Hi friends,
Here is a creepy little story to begin the week.
Thank you for being here with me!
Love & Roses,
Dorothea🌹
The Bardo
The abandoned room stood in the passageway of the old barn house.
The color of its walls was a sullen yellow. Something like the color of an old egg yolk. At some point it might have been sunny, but the years had added so much grey.
So too the room itself could have been sunny, but there was always a greyness there.
There were four windows in the room, two on either side, each of approximately good size. One of the walls contained a door out to the room where the wood was kept. The other door led to the rest of the house.
There was a couch, soft and dark navy blue. It was almost the size of the whole room. And a TV, which no one watched. And a fireplace which could be lit up by a switch.
On the wall next to the TV, there were two small doors that did not open. They had been painted shut eighty years ago with thick slabs of the grey egg yolk color. No one knew anymore what was inside of them.
To the left of the doors were some open shelves. On one shelf an image of a woman had been placed in a silver frame. On another shelf, there were two ceramic blue swans, just sitting there.
They could have been candlestick holders, but they weren’t. They could have been anything.
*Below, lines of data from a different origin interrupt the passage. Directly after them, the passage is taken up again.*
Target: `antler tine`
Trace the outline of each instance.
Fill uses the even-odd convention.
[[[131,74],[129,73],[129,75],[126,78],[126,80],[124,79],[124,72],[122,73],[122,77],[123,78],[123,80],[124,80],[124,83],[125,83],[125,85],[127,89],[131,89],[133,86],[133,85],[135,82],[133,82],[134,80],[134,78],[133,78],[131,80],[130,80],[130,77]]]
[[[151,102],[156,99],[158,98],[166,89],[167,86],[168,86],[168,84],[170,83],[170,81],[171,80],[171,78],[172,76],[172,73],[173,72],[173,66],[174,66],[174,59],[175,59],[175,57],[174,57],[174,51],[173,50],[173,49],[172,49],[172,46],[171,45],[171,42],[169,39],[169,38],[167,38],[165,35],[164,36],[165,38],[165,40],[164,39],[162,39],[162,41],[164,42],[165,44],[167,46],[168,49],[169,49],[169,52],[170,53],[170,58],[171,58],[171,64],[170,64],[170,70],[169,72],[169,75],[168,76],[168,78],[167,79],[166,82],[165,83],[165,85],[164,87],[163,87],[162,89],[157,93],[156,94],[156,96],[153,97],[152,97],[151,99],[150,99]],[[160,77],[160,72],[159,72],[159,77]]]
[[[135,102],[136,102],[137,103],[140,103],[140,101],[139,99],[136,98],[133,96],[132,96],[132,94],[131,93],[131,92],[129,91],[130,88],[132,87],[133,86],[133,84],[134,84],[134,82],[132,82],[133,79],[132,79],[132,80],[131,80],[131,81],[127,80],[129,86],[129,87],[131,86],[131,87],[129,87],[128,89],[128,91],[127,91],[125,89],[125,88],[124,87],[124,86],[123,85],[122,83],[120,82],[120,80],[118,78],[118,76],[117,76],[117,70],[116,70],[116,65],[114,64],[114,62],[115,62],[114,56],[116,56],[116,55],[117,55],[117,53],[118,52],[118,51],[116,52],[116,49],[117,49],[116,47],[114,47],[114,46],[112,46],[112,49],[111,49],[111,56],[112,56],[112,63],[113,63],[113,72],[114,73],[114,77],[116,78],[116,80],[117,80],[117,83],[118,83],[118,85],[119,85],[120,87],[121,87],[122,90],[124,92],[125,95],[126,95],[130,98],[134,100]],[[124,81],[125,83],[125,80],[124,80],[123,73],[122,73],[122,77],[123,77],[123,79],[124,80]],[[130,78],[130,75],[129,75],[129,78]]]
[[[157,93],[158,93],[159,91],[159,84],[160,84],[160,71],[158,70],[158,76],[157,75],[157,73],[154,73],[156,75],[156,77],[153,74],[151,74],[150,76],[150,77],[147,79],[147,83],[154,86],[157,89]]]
Instead they just sat there.
Chelsea had always gone through the room on her way to somewhere. It was what it seemed to be for. A passageway.
When she was little she’d twirl in her pink skirts as she danced through it, on her way to play outside. As a teenager, she’d fix her face in there.
I often sat in that room in my thick black chair in the corner and watched her. Sometimes I would get a little envious.
Once I had used that room, too. I’d sit cross-legged in the center of the room and wait for my mother to get dressed so she could walk me to elementary school.
In high school, I would wait in there for my dates. They’d enter that sullen yellow room and see me. I lit that room up.
Now I just sit in my black chair and wait for death to arrive. Sometimes, in the early afternoon, the door that leads to the outer room with the firewood slightly opens.